Пожарский встал из-за стола и размашистым шагом направился к кухонному гарнитуру. Туда, где на столешнице стояла принесенная им коробка.

- А пока думаешь, - вернувшись обратно, он протянул ее Ане, – взгляни-ка на это!

Она вскочила на ноги и почти с детским восторгом выхватила у него коробку. Пытаясь открыть ее дрожащими пальцами, выпытывала:

- Что здесь? Подарок? Тяжелая-я-я-я!

Саша ничего не говорил. Лишь загадочно улыбался и ждал.

Наконец, Аня смогла разглядеть содержимое коробки. Но едва сделала это, выронила ту из мгновенно ослабевших рук. А после, в тщетной попытке поймать ее, и сама оказалась на полу. На коленях. А рядом с ней лежали… две пары коньков. Взрослые и детские. Знакомые, до дрожи. Аня не могла не узнать их. Первые – мамины. В них она выиграла олимпийское золото. А вторые, совсем крошечные… ее. Самые первые. Самые любимые. Белые с розовыми стразами, которыми мама когда-то собственноручно украсила их.

В ту секунду в ней будто лопнуло что-то. Сломалось. С тихим воем Аня сгребла их в охапку и прижала к себе. К своей груди. Из глаз хлынули слезы.

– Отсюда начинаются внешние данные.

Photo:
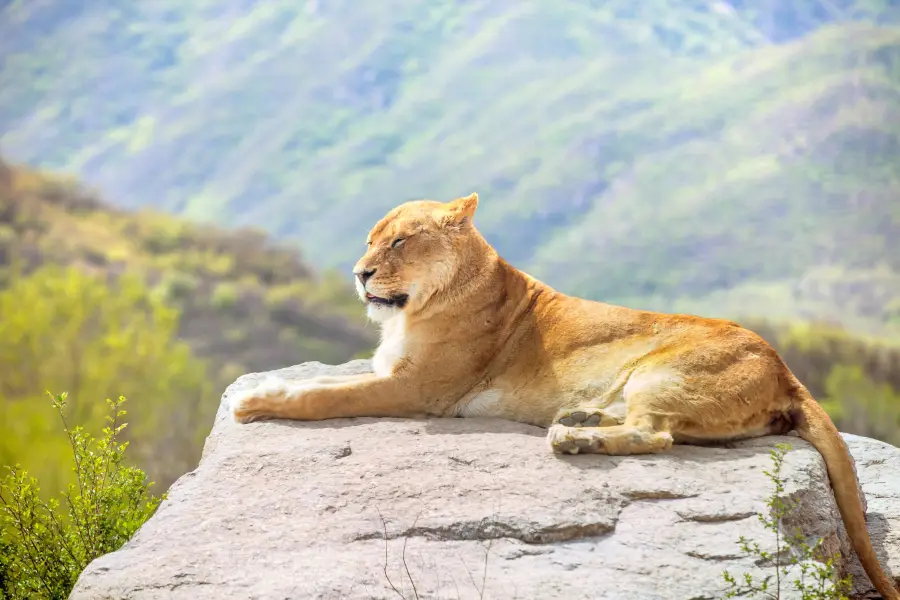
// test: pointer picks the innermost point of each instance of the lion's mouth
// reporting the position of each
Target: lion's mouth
(398, 300)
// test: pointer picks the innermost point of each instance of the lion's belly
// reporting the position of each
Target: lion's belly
(486, 403)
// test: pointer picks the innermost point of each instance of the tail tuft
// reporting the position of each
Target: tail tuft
(813, 425)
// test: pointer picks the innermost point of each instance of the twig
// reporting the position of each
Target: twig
(386, 576)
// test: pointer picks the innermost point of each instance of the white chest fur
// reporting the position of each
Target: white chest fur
(392, 348)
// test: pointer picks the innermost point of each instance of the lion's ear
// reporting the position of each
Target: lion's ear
(460, 211)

- Аня! – Машка сразу же оказалась рядом и крепко обняла ее. – Анечка! Сестренка… Родная моя. Любимая. Не надо. Не плачь. Умоляю тебя!

А когда Аня на ее слова не отреагировала, Машка набросилась на Сашу.

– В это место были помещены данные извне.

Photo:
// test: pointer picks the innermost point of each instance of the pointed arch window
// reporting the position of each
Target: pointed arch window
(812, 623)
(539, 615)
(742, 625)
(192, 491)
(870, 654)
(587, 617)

- Ты с ума сошел? – кричала она возмущенно. – Что ты творишь?

- В психологии этот прием называется шоковой терапией, - парировал тот.

- Да плевать мне, как это называется! Мы не поднимаем эту тему! Никогда! Она слишком болезненная для нас! А особенно для нее! Аня… только-только начала приходить в себя. Улыбаться начала. И винить себя в смерти мамы перестала. А тут ты! Со своими разговорами и… разными выкрутасами!

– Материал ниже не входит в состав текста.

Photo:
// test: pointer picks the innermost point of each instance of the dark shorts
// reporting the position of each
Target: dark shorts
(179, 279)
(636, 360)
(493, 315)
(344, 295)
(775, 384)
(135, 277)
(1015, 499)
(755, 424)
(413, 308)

- Все хорошо, - прохрипела Аня, ощутив острую необходимость вмешаться. Улыбнувшись перепугавшейся сестре, добавила. – Он хотел, как лучше.

- Я понимаю, но…

- Где ты достал их? – перебила ее Аня, устремив взгляд на Пожарского.

Он присел на корточки рядом с ними.

- Одни позаимствовал в музее нашего ледового дворца, - грустная улыбка тронула его губы. – Вторые выкупил у твоих фанатов.

- Спасибо!

Шмыгнув забитым носом и стыдливо растерев по шекам соленую влагу, Аня сложила коньки обратно в коробку. Прежде чем закрыть ее, трепетно провела по ним подушечками пальцев. Несмотря на слабость в ногах, поднялась Аня сама. Без чьей-либо помощи. Водрузив коробку на стол, она уточнила:

- Я могу оставить их себе?

- Свои – да, - подтвердил Пожарский.

- А мамины?

- Их придется вернуть.

- Ясно, - потупив взор, Аня побрела в сторону выхода.

- Анют? – в след ей крикнула Машка. – А ты куда?

Ответа у нее не было. Она просто шла, куда глаза глядят.

Но стоило сестре спросить ее об этом, и цель в голове сформировалась.

- Прогуляюсь немного, - отозвалась Аня как можно спокойнее. – Воздухом подышу. Хочу… побыть одна и все хорошенько обдумать. Я скоро вернусь.

Не теряя более ни секунды, она вышла во двор. В чем была. Только обулась машинально и все. Умом понимала, что уже довольно прохладно, однако… ей было жарко. И даже легкий осенний ветерок не охлаждал полыхающую огнем кожу в должной мере. Погруженная в свои мысли и переживания, Аня двигалась вперед. Но когда оказалась за воротами, застыла на месте, точно вкопанная. На поляне возле их дома все еще стояли две машины. Одна принадлежала Токареву, вторая – Збруеву. И оба они – и Генка, и Вадим… как оказалось, никуда не уехали. Что-то бурно обсуждали тет-а-тет, но заметив ее резко замолчали. Освещение от фонаря было достаточно скудным, но его хватало, чтобы видеть лица друг друга. И когда Вадим уставился на нее цепким испытывающим взглядом, помрачнел еще больше. Его грудная клетка заходила ходуном. На скулах от напряжения заплясали желваки.